L'eau et le narcotrafic
La gestion de l'eau et la lutte contre le narcotrafic seront ses priorités pour le département. Son prédécesseur avait fait de la préservation de l'eau son cheval de bataille mais n'a pas eu le temps de tout régler.
"Le Massif central est le château d'eau de la France on a coutume de dire mais cette ressource est de plus en plus fragile. J'ai connu ce problème en Creuse avec un système de gouvernance de l'eau similaire, une faiblesse des acteurs pour faire les travaux de réfections nécessaires, avec un réseau composé de fuites. Il faut trouver des solutions avec les différents acteurs du territoire comme le monde thermal, le monde agricole ou les eaux de Volvic par exemple pour rationaliser cette gestion et pour que dans les années futures l'eau reste de bonne qualité. Ce sera un enjeu futur majeur."
Autre sujet plus que chaud, le Narcotrafic. Dès le lundi 12 janvier, la préfète s'est rendue aux côtés de la BAC dans les quartiers clermontois. Passée par l'Essonne (Évry, Grigny...), elle connaît bien ces problèmes.
"Je salue le travail de Joël Mathurin dans ce domaine. En 2025, plus de 450 kg de stupéfiants ont été saisis dans le département et plus de 1 000 interpellations ont été faites. Je serai dans sa continuité. Je me suis entretenu avec le procureur et je note une collaboration efficace des acteurs de la sécurité à ce sujet dans le Puy-de-Dôme. Il faut continuer à travailler. On sera intransigeant, également sur la consommation car chaque euro dépensé pour les stupéfiants sert à la violence, à l'extorsion de fonds et à l'armement. Sans parler de l'impact sur la sécurité routière et les accidents. Même en milieu rural, en Creuse, il y a une guerre des territoires avec Limoges. Cela n'épargne aucune zone géographique."
Du bleu sur les routes, la préfète continuera d'en mettre comme le voulait Joël Mathurin. "Souvent, les contrôles routiers permettent de remonter la piste de cambriolages ou de trafic" rappelle la préfète.
Maîtrise agricole
Venue de Creuse, l'agriculture et la ruralité, Anne Frackowiak-Jacobs connaît.

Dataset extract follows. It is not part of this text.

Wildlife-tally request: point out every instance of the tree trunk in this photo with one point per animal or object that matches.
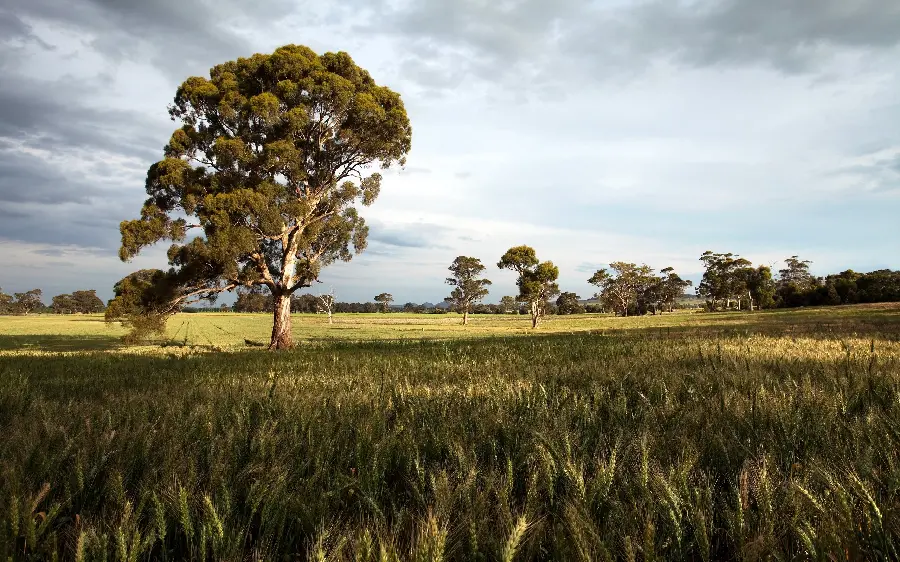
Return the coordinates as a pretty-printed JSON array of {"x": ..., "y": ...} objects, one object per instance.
[{"x": 281, "y": 328}]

"Je connais bien ce monde, les céréaliers et les betteraviers de l'Eure, les laitiers de la Normandie... et ici on a presque tout. J'ai toujours bien travaillé avec les acteurs de ce secteur. J'essayerai au plus vite d'aller dans des exploitations agricoles et aussi de rencontrer les syndicats. Je sais leurs revendications actuelles et je comprends les inquiétudes au sujet du Mercosur, et de la dermatose nodulaire. Un abattage c'est un drame absolu, je comprends. J'espère que la politique menée va éradiquer la maladie qui s'est propagée aussi avec des déplacements illégaux. Je connais la spécificité du monde rural même si, ici, dans le Puy-de-Dôme, j'ai besoin de travailler sur le sujet des céréales car c'est plus lointain pour moi."
Et enfin, comme en Creuse, le problème ferroviaire est similaire à celui de l'Auvergne...
"Je sors du POLT (Paris-Orléans-Limoges-Toulouse) et j'arrive sur le Clermont-Paris. On sait que cela ira mieux, il faut être patient, encore. Je suis préfet coordinatrice sur l'ensemble de la ligne et je rencontrerai l'ensemble des acteurs concernés."
Train, drogue, élections, agriculture... l'année 2026 devrait être copieuse pour la nouvelle préfète.